Agricultural Exports:

A key portion of the agreement focused on the export of various agricultural products, including coffee and fruits; however, other key exports, such as gold, were also accounted for, with the total revenue of exports and imports reaching over $300 million USD, a number the Office of the President theorizes would surely increase due to the trade agreement.

Colombia’s President’s Office further stated that the nation exported non-mining goods worth $34.3 million USD to the UAE in 2023, with the government of the UAE importing an average of $19 billion USD annually for agricultural and food purposes. The Office further stated that when the agreement goes into effect, 85% of Colombian products imported by the UAE will do so without tariffs, further enlarging profits.

13% of Colombian products entering the United Arab Emirates will enter a tariff elimination schedule, a structured plan that sees the gradual reduction or elimination of tariffs on specific products for 5 years, such as sweet biscuits, waffles, medicines, ceramic products, machinery, and appliances.

UAE products will also benefit from the agreement, with 63% being imported into Colombia tariff-free, while the remaining 37% will have tariff elimination schedules of up to 12 years, with oils and sugar being the main focus.

While the UAE typically imports coffee and gold, Colombia has seen imports of plastic glass, lids, and caps for bottles and containers, centrifugal pumps, water filtration devices, and parts for electric transformers, among other key industrial parts.

A Desire to Move Away From Fossil Fuels:

Petro then expressed his desire to move Colombia away from the usage and exploitation of fossil fuels, telling his UAE counterpart that oil “will end its life as a commodity in the world economy,” before continuing, stating that “both countries (Colombia and the UAE) depend on oil until today—you have many more reserves than us—but it is the same fact; we have to transition.”

The trade agreement includes a number of chapters, which are comprised of guaranteed access to markets for goods, sanitary and phytosanitary measures, rules of origin, trade defense, SMEs, technical barriers to trade, economic cooperation, trade facilitation, services, digital commerce, environment and sustainable development, and responsible tourism.

Many of these clauses are intended for environmental protection, according to the Colombian President’s Office.


This trade agreement is the result of a years-long process to open trade between Colombia and the UAE, with both nations holding products that the other deems necessary to pursue. The agreement will surely boost the income of both the UAE and Colombia as trade between the two countries continues to expand.

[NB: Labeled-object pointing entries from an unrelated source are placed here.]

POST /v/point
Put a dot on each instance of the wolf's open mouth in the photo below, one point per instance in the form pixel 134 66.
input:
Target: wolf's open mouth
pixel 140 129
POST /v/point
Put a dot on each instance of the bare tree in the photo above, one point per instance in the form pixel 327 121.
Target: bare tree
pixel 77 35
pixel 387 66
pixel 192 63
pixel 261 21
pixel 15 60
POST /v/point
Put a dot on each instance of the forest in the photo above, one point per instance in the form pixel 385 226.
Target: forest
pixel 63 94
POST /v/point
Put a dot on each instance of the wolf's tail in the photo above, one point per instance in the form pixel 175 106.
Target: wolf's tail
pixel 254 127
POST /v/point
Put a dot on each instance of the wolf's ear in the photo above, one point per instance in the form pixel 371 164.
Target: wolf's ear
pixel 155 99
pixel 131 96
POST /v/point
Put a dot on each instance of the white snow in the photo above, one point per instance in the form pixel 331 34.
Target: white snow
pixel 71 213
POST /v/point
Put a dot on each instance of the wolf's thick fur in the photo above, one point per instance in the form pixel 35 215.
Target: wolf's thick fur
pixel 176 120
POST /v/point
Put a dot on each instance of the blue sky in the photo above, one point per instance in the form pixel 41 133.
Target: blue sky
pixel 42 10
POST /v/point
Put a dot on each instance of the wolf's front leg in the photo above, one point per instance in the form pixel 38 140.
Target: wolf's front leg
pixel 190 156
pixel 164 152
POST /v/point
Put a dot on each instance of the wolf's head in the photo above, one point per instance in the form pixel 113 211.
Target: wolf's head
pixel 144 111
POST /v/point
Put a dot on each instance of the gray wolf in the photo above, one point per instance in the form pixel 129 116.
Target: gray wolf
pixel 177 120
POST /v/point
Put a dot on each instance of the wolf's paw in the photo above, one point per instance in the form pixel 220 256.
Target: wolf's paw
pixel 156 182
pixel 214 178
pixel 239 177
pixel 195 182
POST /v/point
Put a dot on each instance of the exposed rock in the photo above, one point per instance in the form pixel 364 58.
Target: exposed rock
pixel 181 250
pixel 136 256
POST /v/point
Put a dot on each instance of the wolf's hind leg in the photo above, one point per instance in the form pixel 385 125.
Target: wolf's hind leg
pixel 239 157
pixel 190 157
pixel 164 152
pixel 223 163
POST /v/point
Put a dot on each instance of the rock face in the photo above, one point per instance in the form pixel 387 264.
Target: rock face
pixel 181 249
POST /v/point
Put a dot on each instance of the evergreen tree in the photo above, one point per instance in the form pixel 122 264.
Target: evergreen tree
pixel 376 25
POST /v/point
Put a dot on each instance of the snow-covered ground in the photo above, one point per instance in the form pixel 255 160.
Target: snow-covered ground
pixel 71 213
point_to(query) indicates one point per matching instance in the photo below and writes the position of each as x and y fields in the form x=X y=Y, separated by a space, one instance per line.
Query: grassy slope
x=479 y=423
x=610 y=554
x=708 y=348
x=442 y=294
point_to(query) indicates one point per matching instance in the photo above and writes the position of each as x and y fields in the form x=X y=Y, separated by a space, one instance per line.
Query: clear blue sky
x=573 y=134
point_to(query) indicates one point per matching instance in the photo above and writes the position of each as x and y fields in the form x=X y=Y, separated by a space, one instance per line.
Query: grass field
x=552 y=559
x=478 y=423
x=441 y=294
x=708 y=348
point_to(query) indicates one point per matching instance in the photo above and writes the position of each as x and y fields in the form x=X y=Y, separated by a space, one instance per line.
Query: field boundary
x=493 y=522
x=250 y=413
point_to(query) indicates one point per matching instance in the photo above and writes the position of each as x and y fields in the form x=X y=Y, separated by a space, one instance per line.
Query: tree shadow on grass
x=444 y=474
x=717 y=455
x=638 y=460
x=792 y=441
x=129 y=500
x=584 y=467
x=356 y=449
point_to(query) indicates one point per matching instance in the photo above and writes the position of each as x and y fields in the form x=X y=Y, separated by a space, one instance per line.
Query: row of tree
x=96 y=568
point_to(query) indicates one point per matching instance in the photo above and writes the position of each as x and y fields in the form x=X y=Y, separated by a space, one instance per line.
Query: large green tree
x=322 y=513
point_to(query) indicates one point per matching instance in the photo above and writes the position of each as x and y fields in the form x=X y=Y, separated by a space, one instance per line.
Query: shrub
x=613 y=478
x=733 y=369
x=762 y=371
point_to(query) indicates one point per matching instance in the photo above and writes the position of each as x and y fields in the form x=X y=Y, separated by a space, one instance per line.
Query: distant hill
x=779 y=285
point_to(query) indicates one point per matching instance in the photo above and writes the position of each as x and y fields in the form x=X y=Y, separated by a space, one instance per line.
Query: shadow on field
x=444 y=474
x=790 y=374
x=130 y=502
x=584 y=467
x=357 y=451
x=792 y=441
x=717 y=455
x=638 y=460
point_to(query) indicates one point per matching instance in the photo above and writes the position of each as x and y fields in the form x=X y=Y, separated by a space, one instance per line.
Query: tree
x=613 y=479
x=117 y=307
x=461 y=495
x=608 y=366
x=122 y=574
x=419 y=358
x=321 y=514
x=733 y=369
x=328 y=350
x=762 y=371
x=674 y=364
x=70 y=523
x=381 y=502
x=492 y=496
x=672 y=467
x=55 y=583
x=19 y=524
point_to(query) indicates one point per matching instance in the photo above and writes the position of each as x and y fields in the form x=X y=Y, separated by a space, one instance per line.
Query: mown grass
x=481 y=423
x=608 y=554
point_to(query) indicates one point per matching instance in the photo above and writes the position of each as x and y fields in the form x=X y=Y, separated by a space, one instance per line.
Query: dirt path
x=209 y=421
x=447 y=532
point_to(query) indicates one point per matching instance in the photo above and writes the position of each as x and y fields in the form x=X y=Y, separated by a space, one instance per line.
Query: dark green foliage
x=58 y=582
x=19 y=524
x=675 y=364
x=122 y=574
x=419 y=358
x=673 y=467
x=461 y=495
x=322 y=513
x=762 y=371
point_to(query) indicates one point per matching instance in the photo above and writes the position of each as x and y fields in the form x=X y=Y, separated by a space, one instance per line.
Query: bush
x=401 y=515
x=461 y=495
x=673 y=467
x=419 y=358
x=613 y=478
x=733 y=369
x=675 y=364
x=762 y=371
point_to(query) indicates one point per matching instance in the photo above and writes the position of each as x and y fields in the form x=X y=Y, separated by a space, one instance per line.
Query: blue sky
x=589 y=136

However, the trade agreement is an interesting move by Petro, as the President has previously stated that countries that hold diplomatic relations with Israel should cut these relations due to Petro’s perceived violation of a UN resolution to cease the conflict in Gaza by Israel. Despite this pressure, Petro has today made a move to foster relations with the UAE, a country with ties to Israel, which went as far as to warn the US of the Iranian drone and missile attack following Iran’s briefing to the UAE.

While the UAE did not deploy any military resources like their Jordanian counterparts, the Emirate still provided key information to those with close ties to Israel in regards to its defense. This refusal to intercept munition from Iran could be a window into Israeli-UAE relations, which have been strained since the beginning of the Israeli-Gaza conflict.